Proposal 1 involved the election of three nominees as Class I Directors for a three-year term ending in 2029. The nominees were Robert T. DeVincenzi, Jerome A. Grant, and Shannon L. Okinaka. The voting results showed that Robert T. DeVincenzi received 42,766,191 votes for and 1,060,176 against, with 8,994 abstentions and 3,700,952 broker non-votes. Jerome A. Grant received 43,261,353 votes for and 565,181 against, with 8,827 abstentions and 3,700,952 broker non-votes. Shannon L. Okinaka received 43,483,730 votes for and 342,609 against, with 9,022 abstentions and 3,700,952 broker non-votes.
Proposal 2 was the ratification of Deloitte & Touche LLP as the independent registered public accounting firm for the Company for the year ending September 30, 2026. The proposal received 47,432,220 votes for and 64,550 against, with 39,543 abstentions.
Proposal 3 was an advisory vote on the compensation of the Company’s named executive officers, which received 43,438,346 votes for, 369,885 against, and 27,130 abstentions, along with 3,700,952 broker non-votes.

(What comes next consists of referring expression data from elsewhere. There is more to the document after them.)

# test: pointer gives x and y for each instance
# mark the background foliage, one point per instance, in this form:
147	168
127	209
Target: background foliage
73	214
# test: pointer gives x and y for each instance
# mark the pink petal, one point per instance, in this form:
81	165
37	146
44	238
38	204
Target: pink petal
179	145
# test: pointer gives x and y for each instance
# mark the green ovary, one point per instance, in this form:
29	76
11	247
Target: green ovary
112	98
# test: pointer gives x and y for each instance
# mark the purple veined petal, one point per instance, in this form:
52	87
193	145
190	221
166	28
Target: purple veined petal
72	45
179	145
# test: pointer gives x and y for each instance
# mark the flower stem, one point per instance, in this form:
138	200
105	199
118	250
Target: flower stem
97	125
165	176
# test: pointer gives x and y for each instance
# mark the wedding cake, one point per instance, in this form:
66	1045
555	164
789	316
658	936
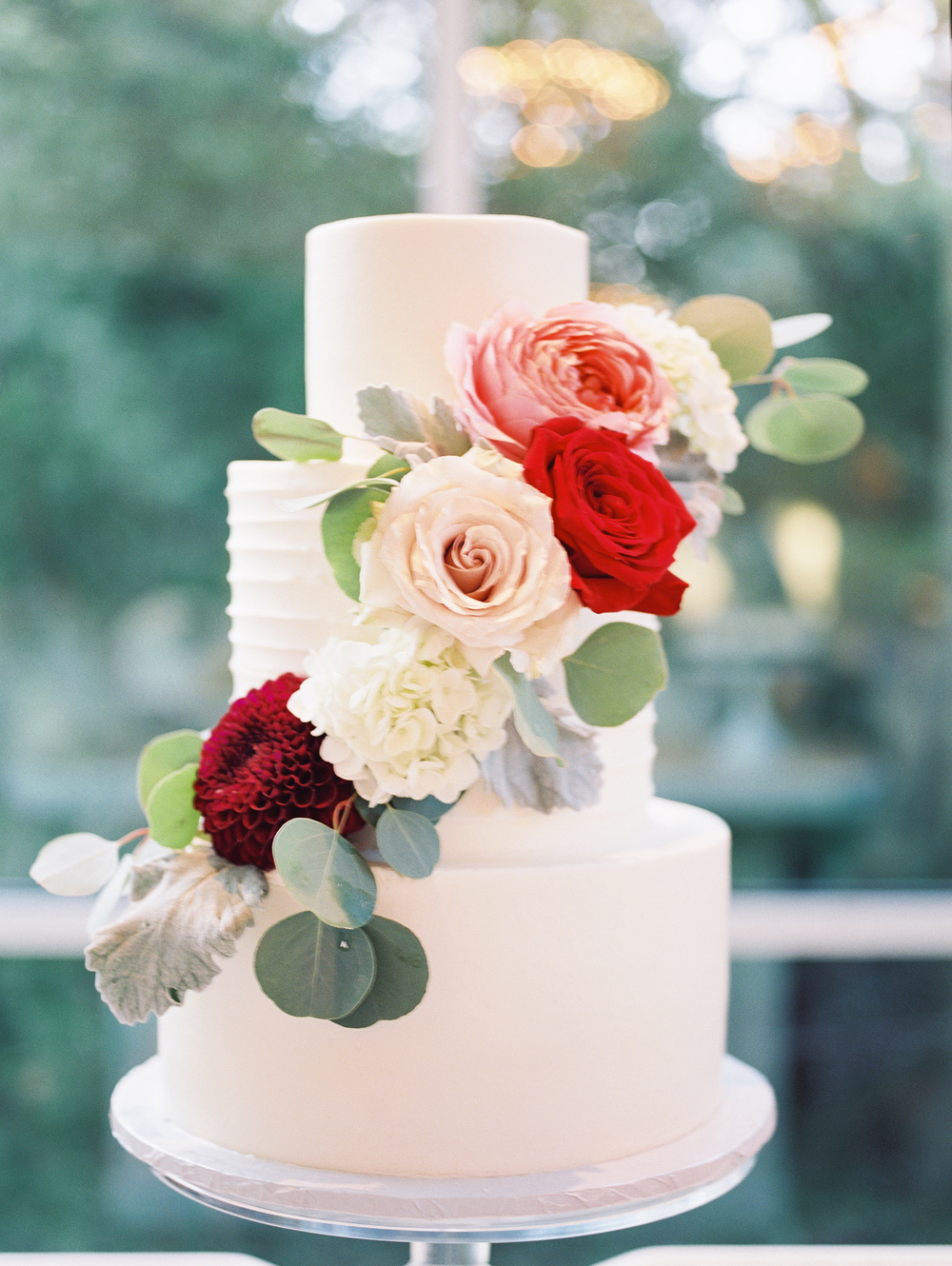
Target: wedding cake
576	1004
410	906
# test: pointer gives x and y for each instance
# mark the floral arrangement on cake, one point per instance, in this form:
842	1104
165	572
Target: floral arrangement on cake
583	448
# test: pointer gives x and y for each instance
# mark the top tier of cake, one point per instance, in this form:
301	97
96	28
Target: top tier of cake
381	294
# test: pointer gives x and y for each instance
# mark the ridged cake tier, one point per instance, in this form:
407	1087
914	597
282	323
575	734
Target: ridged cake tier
578	993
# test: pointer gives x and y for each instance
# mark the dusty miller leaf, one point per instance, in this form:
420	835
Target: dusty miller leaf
392	413
442	430
195	905
518	776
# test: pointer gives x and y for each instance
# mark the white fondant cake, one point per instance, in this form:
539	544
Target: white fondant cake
578	992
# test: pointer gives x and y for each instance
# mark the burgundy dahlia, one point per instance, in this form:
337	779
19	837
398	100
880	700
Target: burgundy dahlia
260	767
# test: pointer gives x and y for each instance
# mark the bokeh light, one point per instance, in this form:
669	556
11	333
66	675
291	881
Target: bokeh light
565	94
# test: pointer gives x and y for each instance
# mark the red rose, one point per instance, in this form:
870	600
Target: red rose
260	767
617	515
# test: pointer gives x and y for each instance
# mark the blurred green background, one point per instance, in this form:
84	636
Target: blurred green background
160	165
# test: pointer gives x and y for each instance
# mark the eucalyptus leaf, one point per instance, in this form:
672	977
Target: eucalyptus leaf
165	755
816	428
169	809
756	423
407	842
307	967
429	806
790	330
75	865
325	873
369	813
817	374
345	514
730	501
295	438
392	413
738	330
402	975
532	722
615	671
310	503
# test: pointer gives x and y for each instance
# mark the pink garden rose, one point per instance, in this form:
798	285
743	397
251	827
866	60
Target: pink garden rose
517	371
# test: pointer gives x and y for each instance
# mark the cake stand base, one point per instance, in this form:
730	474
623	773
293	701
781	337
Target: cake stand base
453	1220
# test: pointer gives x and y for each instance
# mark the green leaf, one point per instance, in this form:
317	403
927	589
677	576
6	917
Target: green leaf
533	724
325	873
730	501
345	514
165	755
390	411
295	438
817	374
402	975
804	429
169	812
756	423
407	842
615	672
738	329
429	806
307	967
442	432
388	467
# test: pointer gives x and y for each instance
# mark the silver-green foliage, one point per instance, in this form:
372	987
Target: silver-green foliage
185	909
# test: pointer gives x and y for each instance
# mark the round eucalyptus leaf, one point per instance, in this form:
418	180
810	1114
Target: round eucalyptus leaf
307	967
790	330
346	511
840	378
165	755
816	428
169	812
75	865
756	423
402	975
325	873
615	672
738	330
429	806
407	842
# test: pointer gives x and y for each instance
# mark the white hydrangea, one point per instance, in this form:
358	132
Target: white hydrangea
406	716
706	406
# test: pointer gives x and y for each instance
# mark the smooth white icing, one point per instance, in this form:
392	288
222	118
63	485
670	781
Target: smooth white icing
578	959
575	1014
381	294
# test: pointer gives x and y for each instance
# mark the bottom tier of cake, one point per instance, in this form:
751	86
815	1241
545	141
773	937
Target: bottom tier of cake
575	1014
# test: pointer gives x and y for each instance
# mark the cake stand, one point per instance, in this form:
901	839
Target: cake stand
453	1220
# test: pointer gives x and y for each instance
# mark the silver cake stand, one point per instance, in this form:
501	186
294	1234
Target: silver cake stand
453	1220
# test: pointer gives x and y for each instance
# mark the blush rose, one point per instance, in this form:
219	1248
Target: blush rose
617	515
517	371
472	553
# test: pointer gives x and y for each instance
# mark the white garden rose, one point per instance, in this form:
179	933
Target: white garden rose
474	553
407	716
706	406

No other proposals were submitted for a vote at the Annual Meeting. The results indicate a strong support from stockholders for the management and governance of the Company, reflecting confidence in its leadership and strategic direction. The Company continues to operate under the governance framework established to ensure compliance and operational effectiveness.